Musk revealed, in a December 2020 tweet for reaching out to Apple’s CEO Tim cook “During the darkest days for the Model 3 program” on the possibility of selling Tesla “(for 1/10 of our current value).” Musk said Cook refused to attend the meeting.

The first Model 3s, a lower-priced EV sedan for mass-market car buyers, shipped in 2017 after increasing production to meet demand was problematic. In 2018, Musk tweeted that the auto business was “Hell” and it was him Sleep in the factory to try to solve the problems.

Today, Tesla joined the $ 1 trillion market cap club, and Musk, the EV company’s largest shareholder, has sold billions of its stock holdings.

Wood told CNBC that she saw “nothing wrong” with Musk selling stocks, taking profits and paying billions of dollars in tax bills related to stock option subsidies.

Applications for admission Late Tuesday, Musk revealed he was exercising options to buy 2.15 million Tesla shares and selling 934,091 shares valued at just over $ 1 billion. Since his Twitter poll on November 6thWhen asked if he should sell shares, Musk dumped 9.2 million shares valued at $ 9.9 billion.

– Reuters contributed to this report.

What Might Be NYC’s Greatest Pizza Can’t Be Purchased With Cash, Solely Bartered For – NBC New York

According to some, it is perhaps the best pizza in New York City and definitely the hardest to come by. But it can’t be ordered or taken away from a restaurant – it can’t even be bought with money.

But the chef behind the raised panes accepts something as payment instead of cash: a foretaste of what his “customers” can do.

Making pizza was a pandemic survival tool for Gabrielle Lamonica.

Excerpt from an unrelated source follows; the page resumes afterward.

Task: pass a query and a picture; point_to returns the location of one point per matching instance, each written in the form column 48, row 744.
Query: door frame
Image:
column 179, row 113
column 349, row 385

He wanted to open his own shop, but then COVID struck and put all his plans on hold.

“The only thing I could do was make pizza at home, which was the only thing that made me happy and got me going in the morning,” said Lamonica from his Harlem apartment.

He started to publish his heavenly homemade creations on Instagram – and then things really started to explode (watch the delicious video and you will understand why).

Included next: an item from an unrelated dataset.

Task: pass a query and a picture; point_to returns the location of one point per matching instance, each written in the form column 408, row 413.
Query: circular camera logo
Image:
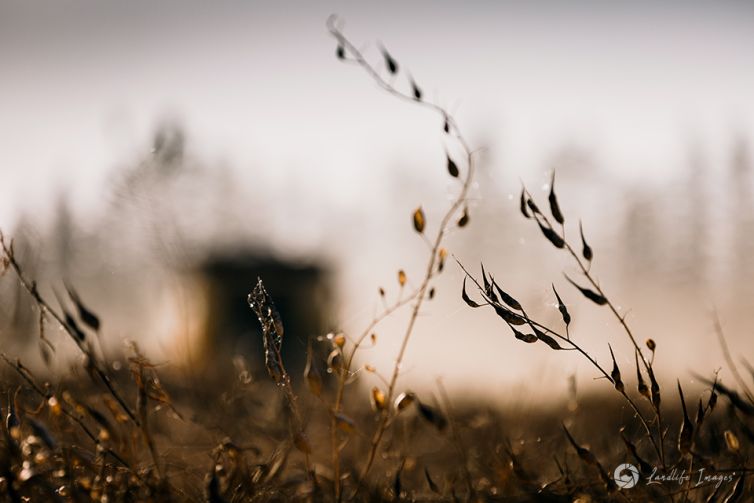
column 626, row 476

Soon people were asking about his cakes. But Lamonica wasn’t comfortable with it.

“I thought you know I feel really bad if I bill you for this. I’m not going to make any real money on it. So I still want you to try it. I really want to give you the pizza, it is my.” Pleasure, but give me something else back – any homemade meal, anything you can do well, “he said.

And so a system was born. Lamonica now makes a handful of Pizza Barters a week and like 60-70 in total, with each piece being unique.

But what is always the same is the light and fluffy dough. It becomes so by letting it sit for 96 hours, “in different forms, in different stages”.

The swap idea was inspired by his late grandmother in Italy, he said.

“She actually baked Brad every morning and traded it with the neighbor who had chickens so she could have eggs,” Lamonica said.

But not everyone they barter with is well versed in the kitchen, so they’ll take some other things with them as well.

“Sometimes people don’t know how to cook so they say to me, ‘Oh, can I give you a bottle of wine?’ I’m like yeah, sure, “he said with a laugh.

The exchange on Thursday evening took place in Columbus Circle. Lamonica made an eggplant parmigiana pizza, which he and David Weissman swapped for a homemade spicy rigatoni with Italian sausage.

“I’m excited. Ninety-six hours is a long time, it looks fantastic,” Weissman said. “I think it’s a great way to try new things and still be accountable.”

Lamonica spends about $ 20 per cake, and the cost adds up. But sharing your passion for pizza is priceless.

“I’m doing this so that more people, as many people as possible, will try my pizza,” he said.